Signed-Ranks Median Confidence Interval

Creating confidence intervals for the median using the Signed Ranks test is similar to creating confidence intervals for the Mann-Whitney test (see Mann-Whitney Confidence Interval), although we need to use something called the Walsh averages.

Example

Example 1: Find the 95% confidence interval for the median based on the data in Example 1 of Wilcoxon Signed-Ranks Test (repeated in range A3:D18 of Figure 1).

There are 15 difference values z1, z2, …, z15 (range D4:D18). For any 1 ≤ i ≤ j ≤ 15, we define the Walsh average to be wij = (zi + zj)/2. There are 15(15+1)/2 = 120 such Walsh averages. These are shown in range G4:U18. E.g. w11 (cell G4) can be calculated by the formula

=IF(ROW(F4:F18)-ROW($F$4)<=COLUMN(G3:U3)-COLUMN($G$3),($F4+G$3)/2,””)

Signed ranks confidence interval

Figure 1 – Set-up for Signed Ranks confidence interval

Using the table of critical values in Signed-Ranks Table, we see that the two-tailed critical value for α = .05 is 25 when the sample size is 15. Alternatively, we can use the SRankCRIT function as shown in cell X5 of Figure 2.

The 95% confidence interval is bounded by the 25th smallest and 25th largest values in range G4:U18, as shown in cells X7 and X8 of Figure 2, resulting in the requested 95% confidence interval of [-2.5, 6.5].

The median of all the values in range G4:U18, called the Hodges-Lehmann median, is 2.5 (cell X9). This can be used as an alternative effect size measurement.

As we did for the Mann-Whitney test (see Mann-Whitney Confidence Interval), we also calculate a confidence interval based on the critical value plus 1, as shown in cells X12 and X13.

Signed-ranks confidence interval

Figure 2 – Signed Ranks confidence interval

Observations

Since we eliminate any differences that equal 0 when performing the signed-ranks test, we can also do the same when calculating a confidence interval. In this case, we need to eliminate row 5 and column H from the data in Figure 1.

We can also create confidence intervals based on the normal approximation. In this case, the ranks of the lower and upper bounds of the confidence interval are

Signed ranks confidence interval

where zcrit = the critical value for the standard normal distribution when α/2 = .025.

Worksheet Function

Real Statistics Function: The Real Statistics Pack provides the following array function to calculate the confidence interval based on the pairwise differences between the values in R1 and R2 where alpha is the significance level (default .05).

SR_CONF(R1, R2, lab, type, alpha, nzero): returns a 9 × 1 column array containing the lower and upper bounds of the 1 – alpha confidence interval and the Hodges-Lehmann median. If lab = TRUE (default FALSE) then an extra column with labels is included in the output. When nzero = TRUE (default), then differences between values in R1 and R2 that are zero are not included in the analysis.

If type = 0  (default) then the normal approximation is used; if type = 1 then PERMINV and PERMDIST are used (as explained in Signed-Ranks Exact Test).

There is also the following version of the SR_CONF function which calculates the confidence interval for the one-sample Wilcoxon signed-ranks test, where the differences are between the values in range R1 and the constant med (default 0).

SR_CONF(R1, med, lab, type, alpha, nzero)

Examples

For Example 1, the worksheet array formula =SR_CONF(B4:B18,C4:C18,TRUE,1,,FALSE) returns the values shown in range W5:X13 of Figure 2. We get the same result if we use the array formula =SR_CONF(D4:D18,,TRUE,1,,FALSE).

Note that the same output is generated using the normal approximation, i.e. the array formula =SR_CONF(D4:D18,,TRUE,0,,FALSE), except that the value in cell X6 is .046826 and the value in cell X11 is .053474. As for the Mann-Whitney confidence interval, the first of these values is less than or equal to the alpha value of .05 and the second is greater than the alpha value.

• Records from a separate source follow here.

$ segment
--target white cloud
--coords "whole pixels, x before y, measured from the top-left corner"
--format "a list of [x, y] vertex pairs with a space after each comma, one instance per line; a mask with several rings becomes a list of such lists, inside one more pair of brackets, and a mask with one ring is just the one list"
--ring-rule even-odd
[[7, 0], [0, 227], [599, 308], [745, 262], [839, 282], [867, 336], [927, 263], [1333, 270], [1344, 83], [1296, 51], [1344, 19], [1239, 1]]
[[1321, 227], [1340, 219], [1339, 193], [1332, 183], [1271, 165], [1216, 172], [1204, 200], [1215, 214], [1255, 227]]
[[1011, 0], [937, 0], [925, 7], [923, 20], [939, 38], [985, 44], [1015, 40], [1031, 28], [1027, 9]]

If instead, we want to eliminate the pairwise differences that equal zero, then we can use the array formula =SR_CONF(B4:B18,C4:C18,TRUE,1) or =SR_CONF(D4:D18,,TRUE,1). The result is displayed in Figure 3.

Confidence interval no zeros

Figure 3 – Alternative version of the confidence interval

The version using the normal approximation is similar, except that cell AC19 contains the value .04799 and cell AC24 contains the value .055533.

Examples Workbook

Click here to download the Excel workbook with the examples described on this webpage.

References

Wikipedia (2018) Wilcoxon signed-rank test
https://en.wikipedia.org/wiki/Wilcoxon_signed-rank_test

Howell, D. C. (2010) Statistical methods for psychology (7th ed.). Wadsworth, Cengage Learning.
https://labs.la.utexas.edu/gilden/files/2016/05/Statistics-Text.pdf

Stack Exchange (2016) Prove the relationship between Walsh averages and Wilcoxon signed rank test
https://stats.stackexchange.com/questions/215889/prove-the-relationship-between-walsh-averages-and-wilcoxon-signed-rank-test

SAS (2019) Hodges-Lehmann estimation of location shift
https://documentation.sas.com/doc/en/pgmsascdc/9.4_3.4/statug/statug_npar1way_details19.htm

8 thoughts on “Signed-Ranks Median Confidence Interval”

  1. Hi Charles,

    Thank you for providing such detailed information of your site. I was wondering if you might be able to help me with a query? I am currently analysing a dataset of n=55 involving scores of self-rated skills before and after attending a training course. I have tried calculating upper and lower bounds through both the n(n+1)/4… formula given, and through the =SRINV part of the excel package. Each of these methods give quite different critical T values (around 700 for the former, and 500 for the latter), and so I wasn’t sure which would be more appropriate for me to use? Either way, a lot of the Walsh averages I have computed are duplicates as the differences in my dataset are similar – this means the median and lower/upper bounds are all the same number (2.5). Does this indicate an error in my calculations? Or that it’s not appropriate for me to being using this method to compute a CI for my dataset?

    Thank you,
    Chloe

    Reply
  2. Hello Charles,

    Please, if you can help me, I would appreciate it. This is my situation:
    I am doing a study about how the appraisal value of real estate properties relate to their market value. My main variable is the Ratio, that is, the quotient: AppraisalValue/MarketValue.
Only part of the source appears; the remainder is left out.